Worst case analysis of MAX-HEAPIFY procedure .
Start with a heap $H$ with $n$ levels with all levels full. That's $2^{i - 1}$ nodes for each level $i$ for a total of $$|H| = 2^n - 1$$ nodes in the heap. Let $L$ denote the left sub-heap of the root and $R$ denote the right sub-heap. $L$ has a total of $$|L| = 2^{n - 1} - 1$$ nodes, as does $R$. Since a binary heap is a complete binary tree, then new nodes must be added such that after heapification, nodes fill up the last level from left to right. So, let's add nodes to $L$ so that a new level is filled and let's denote this modified sub-heap as $L'$ and the modified whole heap as $H'$. This addition will require $2^{n - 1}$ nodes, bringing the total number of nodes in $L'$ to $$ |L'| = (2^{n - 1} - 1) + 2^{n - 1} = 2\cdot 2^{n - 1} - 1$$ and the total number of nodes in the entire heap to $$ |H'| = (2^{n} - 1) + 2^{n - 1} = 2^n + 2^{n - 1} - 1 $$
The amount of space $L'$ takes up out of the whole heap $H'$ is given by $$ \frac{|L'|}{|H'|} = \frac{2\cdot 2^{n-1} - 1}{2^n + 2^{n - 1} - 1} = \frac{2\cdot 2^{n-1} - 1}{2\cdot 2^{n - 1} + 2^{n - 1} - 1} = \frac{2\cdot 2^{n-1} - 1}{3\cdot 2^{n - 1} - 1} $$
Taking the limit as $n \to \infty$, we get: $$ \lim_{n\to\infty} { \frac{|L'|}{|H'|} } = \lim_{n\to\infty} { \frac{2\cdot 2^{n-1} - 1}{3\cdot 2^{n - 1} - 1} } = \frac{2}{3} $$
Long story short, $L'$ and $R$ make up effectively the entire heap. $|L'|$ has twice as many elements as $R$ so it makes up $\frac{2}{3}$ of the heap while $R$ makes up the other $\frac{1}{3}$.
This $\frac{2}{3}$ of the heap corresponds to having the last level of the heap half full from left to right. This is the most the heap can get imbalanced; adding another node will either begin to rebalance the heap (by filling out the other, right, half of the last level) or break the heap's shape property of being a complete binary tree.
The worst case scenario will occur when the recursive function MAX-HEAPIFY will be called until a leaf is reached.So to make it reach to the leaf we can choose the value of nodes such that every time the parent node is less then its children eg. chose parent node value as $0$ and every other node as $1$.So the running time will be $\Theta(h)=\Theta(\lg n)$ (since MAX-HEAPIFY will be called $h$ number of times and each call takes $\Theta(1)$ time).
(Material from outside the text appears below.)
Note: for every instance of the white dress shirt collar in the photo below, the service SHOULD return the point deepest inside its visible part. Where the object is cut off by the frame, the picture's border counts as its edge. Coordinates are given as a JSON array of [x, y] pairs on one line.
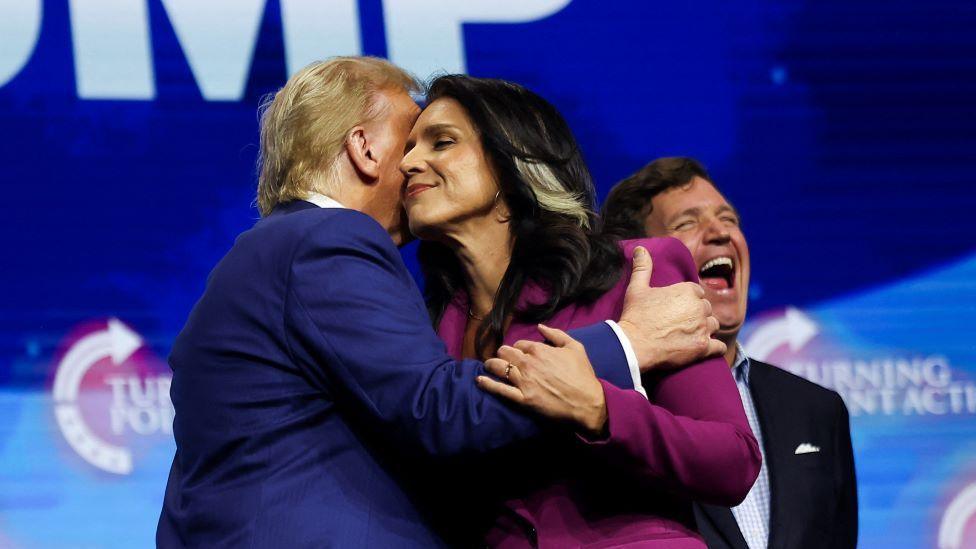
[[323, 201]]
Now as the running time is analysed by number of nodes in the tree ($n$).We have to maximize the number of nodes in the subtree so that the height will also get increased.So, $$T(n) \leq T(2n/3) + \Theta(1)$$ So in the worst case if we want to maximize the nodes in any of the subtree then we will make the final row of that subtree as full as possible and other subtree's final row as empty as possible.And by simple mathematical calculation we can show that - maximum number of node in a subtree is bounded by $2n/3$
We first note that a complete binary tree of height $h$ has $2^{h+1}-1$ nodes. Note that the height of a tree is the maximum number of edges from the root to a leaf.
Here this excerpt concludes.